La Sala Constitucional Primera de Santa Cruz resolvió a favor del ministro de Desarrollo Productivo, Óscar Mario Justiniano, y su hermano. El tribunal ordenó al vicepresidente Edmand Lara retirar todas sus publicaciones en redes sociales relacionadas con ellos. Además, se le prohíbe volver a difundir acusaciones similares.

La vocal Carla García señaló que las redes sociales tienen un impacto masivo y que las declaraciones de Lara vulneraron derechos fundamentales. Por su parte, el vocal Alaín Núñez afirmó que las publicaciones dañaron la reputación de los accionantes, justificando la tutela otorgada.
La decisión implica la eliminación de los contenidos ya publicados y la restricción de futuras acusaciones sin pruebas. También abre la vía para reclamos de daños morales en instancias ordinarias. Asimismo, se instruyó a la Vicepresidencia aplicar protocolos de declaraciones públicas y oficiar a las plataformas digitales para garantizar la eliminación de los contenidos.

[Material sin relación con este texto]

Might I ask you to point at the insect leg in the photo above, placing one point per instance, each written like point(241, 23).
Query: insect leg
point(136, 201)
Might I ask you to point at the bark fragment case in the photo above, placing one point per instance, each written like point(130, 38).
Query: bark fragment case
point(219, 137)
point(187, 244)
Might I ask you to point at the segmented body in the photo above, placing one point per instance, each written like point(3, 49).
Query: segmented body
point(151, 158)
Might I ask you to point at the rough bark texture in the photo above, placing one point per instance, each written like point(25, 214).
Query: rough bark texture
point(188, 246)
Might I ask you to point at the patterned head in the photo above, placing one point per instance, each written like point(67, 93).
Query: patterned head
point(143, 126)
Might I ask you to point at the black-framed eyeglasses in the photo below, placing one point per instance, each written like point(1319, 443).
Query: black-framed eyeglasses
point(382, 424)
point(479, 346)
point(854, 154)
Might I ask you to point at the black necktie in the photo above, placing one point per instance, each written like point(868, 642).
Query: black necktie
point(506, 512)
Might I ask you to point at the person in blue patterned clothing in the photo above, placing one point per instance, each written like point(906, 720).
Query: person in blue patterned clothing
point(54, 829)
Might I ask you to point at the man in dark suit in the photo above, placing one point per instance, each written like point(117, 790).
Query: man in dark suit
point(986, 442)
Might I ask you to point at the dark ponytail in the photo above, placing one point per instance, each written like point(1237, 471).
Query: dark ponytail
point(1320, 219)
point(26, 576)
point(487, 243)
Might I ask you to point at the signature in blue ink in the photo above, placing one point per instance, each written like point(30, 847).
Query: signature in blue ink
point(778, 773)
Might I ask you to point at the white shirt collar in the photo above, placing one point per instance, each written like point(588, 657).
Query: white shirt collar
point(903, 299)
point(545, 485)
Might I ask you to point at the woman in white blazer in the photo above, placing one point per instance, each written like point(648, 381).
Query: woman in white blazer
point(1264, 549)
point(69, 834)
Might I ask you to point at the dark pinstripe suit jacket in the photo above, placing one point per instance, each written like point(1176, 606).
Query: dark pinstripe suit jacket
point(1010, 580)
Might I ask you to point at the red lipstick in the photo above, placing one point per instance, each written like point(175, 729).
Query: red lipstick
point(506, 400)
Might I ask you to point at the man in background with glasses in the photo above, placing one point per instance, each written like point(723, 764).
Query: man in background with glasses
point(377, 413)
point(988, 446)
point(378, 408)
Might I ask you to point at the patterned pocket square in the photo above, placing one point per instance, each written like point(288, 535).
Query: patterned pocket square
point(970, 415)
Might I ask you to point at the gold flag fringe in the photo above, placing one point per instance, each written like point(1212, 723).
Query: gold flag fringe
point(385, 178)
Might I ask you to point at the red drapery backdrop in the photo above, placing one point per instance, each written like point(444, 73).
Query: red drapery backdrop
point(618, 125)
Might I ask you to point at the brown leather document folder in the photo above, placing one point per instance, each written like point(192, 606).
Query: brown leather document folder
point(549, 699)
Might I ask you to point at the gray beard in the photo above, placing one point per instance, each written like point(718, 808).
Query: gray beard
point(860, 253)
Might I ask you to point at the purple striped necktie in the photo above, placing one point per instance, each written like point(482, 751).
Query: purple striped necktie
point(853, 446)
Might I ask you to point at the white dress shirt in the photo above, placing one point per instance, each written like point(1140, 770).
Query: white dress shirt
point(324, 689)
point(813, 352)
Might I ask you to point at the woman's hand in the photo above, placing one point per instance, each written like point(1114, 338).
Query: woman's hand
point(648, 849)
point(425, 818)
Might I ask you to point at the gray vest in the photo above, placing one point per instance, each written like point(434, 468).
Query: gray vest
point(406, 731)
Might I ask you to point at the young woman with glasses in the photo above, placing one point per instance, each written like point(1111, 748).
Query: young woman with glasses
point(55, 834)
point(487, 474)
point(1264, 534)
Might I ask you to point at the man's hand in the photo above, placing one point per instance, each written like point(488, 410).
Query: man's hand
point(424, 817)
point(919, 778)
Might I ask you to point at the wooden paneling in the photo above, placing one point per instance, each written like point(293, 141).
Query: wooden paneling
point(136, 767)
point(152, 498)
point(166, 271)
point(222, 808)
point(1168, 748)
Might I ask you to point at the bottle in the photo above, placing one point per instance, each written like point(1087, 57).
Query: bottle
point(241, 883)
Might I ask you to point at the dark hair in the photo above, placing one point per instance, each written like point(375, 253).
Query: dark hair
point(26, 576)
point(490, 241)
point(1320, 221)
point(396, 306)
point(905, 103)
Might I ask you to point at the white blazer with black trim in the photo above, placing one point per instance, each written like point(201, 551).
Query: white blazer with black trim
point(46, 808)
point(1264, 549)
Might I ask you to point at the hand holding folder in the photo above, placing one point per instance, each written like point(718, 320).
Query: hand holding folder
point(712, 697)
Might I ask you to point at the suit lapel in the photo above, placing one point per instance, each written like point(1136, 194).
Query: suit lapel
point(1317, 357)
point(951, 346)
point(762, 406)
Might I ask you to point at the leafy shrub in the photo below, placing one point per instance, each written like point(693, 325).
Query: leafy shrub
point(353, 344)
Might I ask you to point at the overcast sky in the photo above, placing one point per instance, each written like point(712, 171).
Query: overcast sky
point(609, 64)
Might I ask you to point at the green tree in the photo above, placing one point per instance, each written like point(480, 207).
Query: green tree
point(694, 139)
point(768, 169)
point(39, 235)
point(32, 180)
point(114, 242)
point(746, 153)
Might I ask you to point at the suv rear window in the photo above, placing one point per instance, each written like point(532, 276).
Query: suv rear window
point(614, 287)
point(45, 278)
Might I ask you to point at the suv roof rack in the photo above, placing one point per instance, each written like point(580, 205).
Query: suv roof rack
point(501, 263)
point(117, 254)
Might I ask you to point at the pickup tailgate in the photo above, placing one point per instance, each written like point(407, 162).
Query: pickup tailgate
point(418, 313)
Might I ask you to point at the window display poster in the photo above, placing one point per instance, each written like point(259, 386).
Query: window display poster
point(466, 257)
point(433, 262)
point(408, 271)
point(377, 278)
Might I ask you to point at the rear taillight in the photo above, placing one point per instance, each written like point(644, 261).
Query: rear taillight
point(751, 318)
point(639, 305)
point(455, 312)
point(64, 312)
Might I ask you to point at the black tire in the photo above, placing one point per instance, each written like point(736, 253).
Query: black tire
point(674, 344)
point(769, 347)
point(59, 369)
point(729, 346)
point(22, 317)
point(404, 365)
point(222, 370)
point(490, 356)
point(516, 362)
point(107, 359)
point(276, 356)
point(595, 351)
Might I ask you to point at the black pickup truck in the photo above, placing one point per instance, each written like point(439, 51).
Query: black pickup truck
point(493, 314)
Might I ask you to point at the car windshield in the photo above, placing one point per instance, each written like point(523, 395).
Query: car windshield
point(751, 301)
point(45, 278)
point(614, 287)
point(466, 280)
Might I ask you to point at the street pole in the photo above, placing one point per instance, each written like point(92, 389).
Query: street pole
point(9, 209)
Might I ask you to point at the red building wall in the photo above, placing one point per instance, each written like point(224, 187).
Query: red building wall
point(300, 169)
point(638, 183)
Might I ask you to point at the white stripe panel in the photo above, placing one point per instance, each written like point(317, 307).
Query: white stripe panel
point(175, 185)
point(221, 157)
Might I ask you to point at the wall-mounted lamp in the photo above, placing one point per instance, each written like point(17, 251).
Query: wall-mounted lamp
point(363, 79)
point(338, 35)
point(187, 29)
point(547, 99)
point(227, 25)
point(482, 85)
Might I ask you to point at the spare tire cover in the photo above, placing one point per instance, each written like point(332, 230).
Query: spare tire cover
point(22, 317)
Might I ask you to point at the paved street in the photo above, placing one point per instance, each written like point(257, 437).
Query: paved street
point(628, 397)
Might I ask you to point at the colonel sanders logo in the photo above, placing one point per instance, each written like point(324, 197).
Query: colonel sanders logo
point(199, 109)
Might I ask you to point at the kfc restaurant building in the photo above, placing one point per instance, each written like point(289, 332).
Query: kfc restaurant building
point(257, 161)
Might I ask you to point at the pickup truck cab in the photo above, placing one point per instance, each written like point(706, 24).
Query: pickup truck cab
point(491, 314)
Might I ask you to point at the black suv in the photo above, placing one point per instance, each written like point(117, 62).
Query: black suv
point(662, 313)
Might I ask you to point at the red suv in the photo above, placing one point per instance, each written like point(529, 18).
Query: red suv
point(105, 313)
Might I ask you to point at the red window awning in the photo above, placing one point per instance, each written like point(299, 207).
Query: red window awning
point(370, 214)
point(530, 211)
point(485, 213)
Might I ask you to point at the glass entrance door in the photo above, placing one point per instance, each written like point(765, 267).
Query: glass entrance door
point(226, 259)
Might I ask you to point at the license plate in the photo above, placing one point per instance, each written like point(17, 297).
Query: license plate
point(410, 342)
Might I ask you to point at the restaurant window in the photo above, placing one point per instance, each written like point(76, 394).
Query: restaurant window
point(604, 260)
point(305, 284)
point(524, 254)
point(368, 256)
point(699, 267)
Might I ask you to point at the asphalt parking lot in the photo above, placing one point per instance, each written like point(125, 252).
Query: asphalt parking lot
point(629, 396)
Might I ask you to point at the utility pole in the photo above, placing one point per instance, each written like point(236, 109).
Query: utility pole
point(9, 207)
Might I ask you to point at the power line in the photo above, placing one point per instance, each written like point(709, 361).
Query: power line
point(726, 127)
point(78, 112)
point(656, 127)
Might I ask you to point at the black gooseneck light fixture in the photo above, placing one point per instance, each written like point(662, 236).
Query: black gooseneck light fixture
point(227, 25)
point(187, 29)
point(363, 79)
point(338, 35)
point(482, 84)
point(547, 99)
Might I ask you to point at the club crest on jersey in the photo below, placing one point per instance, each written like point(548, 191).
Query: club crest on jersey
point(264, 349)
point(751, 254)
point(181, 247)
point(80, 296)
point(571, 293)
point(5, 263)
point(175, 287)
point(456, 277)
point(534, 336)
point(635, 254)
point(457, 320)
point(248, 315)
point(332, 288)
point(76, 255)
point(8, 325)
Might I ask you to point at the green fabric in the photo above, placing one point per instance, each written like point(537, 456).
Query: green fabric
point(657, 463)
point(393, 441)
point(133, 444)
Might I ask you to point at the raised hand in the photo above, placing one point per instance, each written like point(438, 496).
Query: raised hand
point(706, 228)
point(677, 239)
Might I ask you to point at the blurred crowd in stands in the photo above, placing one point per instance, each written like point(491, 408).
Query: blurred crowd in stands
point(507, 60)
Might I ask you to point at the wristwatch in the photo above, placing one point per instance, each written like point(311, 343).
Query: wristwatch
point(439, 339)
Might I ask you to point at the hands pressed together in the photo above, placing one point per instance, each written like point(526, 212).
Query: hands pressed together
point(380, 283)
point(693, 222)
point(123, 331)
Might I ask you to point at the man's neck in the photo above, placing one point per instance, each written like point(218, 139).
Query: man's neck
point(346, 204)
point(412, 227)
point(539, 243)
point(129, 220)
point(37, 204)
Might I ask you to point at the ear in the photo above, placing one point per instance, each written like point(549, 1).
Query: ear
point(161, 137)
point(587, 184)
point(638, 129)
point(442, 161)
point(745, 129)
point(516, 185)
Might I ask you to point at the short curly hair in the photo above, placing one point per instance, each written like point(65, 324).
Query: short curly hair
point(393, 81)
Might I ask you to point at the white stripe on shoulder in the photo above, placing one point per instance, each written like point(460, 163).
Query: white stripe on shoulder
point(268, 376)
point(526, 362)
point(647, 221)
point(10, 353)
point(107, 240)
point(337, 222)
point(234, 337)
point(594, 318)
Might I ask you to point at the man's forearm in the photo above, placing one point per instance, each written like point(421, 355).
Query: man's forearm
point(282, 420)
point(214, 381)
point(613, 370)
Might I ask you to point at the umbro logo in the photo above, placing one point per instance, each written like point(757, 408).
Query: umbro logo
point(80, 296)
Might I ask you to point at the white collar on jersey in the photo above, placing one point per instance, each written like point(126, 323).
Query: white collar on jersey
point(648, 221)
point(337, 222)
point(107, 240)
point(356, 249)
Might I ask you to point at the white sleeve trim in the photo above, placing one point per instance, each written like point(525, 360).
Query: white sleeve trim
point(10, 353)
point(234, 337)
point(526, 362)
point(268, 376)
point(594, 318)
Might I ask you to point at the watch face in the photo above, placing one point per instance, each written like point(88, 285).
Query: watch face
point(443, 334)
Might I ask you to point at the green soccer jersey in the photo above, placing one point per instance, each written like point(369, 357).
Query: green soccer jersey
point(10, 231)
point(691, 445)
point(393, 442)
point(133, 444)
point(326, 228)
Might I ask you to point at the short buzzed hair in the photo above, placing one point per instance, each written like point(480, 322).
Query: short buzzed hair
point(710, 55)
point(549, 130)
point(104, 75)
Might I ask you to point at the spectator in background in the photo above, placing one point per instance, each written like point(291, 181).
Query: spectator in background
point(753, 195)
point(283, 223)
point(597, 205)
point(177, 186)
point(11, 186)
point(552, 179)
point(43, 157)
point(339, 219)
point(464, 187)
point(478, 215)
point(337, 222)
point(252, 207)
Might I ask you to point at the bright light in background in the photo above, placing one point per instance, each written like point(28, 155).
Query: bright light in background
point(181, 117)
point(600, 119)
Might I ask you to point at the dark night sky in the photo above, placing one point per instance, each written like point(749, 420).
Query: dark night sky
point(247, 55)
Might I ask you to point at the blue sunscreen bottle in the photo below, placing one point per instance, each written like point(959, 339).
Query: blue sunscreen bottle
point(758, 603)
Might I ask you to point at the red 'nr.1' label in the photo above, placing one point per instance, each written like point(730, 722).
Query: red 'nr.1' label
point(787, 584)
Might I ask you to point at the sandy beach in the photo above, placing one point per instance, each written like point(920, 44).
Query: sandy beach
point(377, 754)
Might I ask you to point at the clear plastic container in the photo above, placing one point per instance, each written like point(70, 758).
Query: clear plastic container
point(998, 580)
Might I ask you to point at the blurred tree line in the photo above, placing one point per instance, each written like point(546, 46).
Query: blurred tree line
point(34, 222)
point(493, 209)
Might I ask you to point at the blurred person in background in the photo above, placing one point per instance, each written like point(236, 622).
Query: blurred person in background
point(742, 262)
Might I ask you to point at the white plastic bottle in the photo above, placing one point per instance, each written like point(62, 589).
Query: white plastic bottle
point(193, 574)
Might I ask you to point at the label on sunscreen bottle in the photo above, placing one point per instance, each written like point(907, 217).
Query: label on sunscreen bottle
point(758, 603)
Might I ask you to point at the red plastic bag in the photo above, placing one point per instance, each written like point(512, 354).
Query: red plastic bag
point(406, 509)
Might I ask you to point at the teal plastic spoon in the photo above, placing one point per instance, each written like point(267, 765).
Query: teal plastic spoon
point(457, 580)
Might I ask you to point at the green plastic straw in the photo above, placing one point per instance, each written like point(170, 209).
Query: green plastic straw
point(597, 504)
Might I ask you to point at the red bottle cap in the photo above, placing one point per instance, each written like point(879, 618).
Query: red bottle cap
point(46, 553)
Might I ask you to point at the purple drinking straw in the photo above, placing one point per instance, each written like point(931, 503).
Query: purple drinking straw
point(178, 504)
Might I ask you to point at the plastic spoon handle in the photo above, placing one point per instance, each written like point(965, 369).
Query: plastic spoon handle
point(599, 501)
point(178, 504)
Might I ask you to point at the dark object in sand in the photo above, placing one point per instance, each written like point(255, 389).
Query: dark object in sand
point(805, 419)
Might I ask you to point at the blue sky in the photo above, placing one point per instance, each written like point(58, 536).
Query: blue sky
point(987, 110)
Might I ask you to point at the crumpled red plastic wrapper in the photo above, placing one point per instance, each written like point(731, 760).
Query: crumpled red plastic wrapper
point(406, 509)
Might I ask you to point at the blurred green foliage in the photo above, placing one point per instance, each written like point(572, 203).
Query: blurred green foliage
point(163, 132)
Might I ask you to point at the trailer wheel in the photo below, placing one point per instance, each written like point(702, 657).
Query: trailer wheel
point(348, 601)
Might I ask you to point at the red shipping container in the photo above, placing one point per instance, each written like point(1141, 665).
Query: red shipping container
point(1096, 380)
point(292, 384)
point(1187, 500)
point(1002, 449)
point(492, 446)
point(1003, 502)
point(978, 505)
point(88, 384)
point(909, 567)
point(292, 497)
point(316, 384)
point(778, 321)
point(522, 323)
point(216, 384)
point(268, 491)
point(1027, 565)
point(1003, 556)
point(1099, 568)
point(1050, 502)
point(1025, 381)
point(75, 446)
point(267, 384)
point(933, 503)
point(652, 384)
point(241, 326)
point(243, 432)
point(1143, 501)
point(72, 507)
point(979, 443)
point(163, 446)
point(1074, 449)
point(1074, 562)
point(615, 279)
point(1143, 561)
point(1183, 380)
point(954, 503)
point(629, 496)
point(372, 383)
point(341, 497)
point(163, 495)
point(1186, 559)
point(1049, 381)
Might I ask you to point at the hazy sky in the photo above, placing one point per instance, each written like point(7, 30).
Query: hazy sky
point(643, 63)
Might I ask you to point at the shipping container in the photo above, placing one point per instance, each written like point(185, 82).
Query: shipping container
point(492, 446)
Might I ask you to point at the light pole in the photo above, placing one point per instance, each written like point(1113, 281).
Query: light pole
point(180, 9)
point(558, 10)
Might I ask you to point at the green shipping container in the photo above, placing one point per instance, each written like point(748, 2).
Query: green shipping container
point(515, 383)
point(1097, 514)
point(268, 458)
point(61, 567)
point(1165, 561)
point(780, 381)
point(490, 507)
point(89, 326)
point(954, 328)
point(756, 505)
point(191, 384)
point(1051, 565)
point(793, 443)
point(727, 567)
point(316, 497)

El caso marca un precedente en Bolivia sobre el uso de redes sociales por autoridades públicas. La justicia reafirma que la libertad de expresión debe ejercerse con responsabilidad, especialmente cuando se trata de figuras de alto rango cuyas declaraciones pueden tener un impacto masivo en la opinión pública.
El fallo contra Lara es un freno institucional al uso irresponsable de las redes sociales. La justicia boliviana envía un mensaje claro: la reputación y la privacidad son bienes jurídicos protegidos y no pueden ser vulnerados bajo el pretexto de la denuncia pública.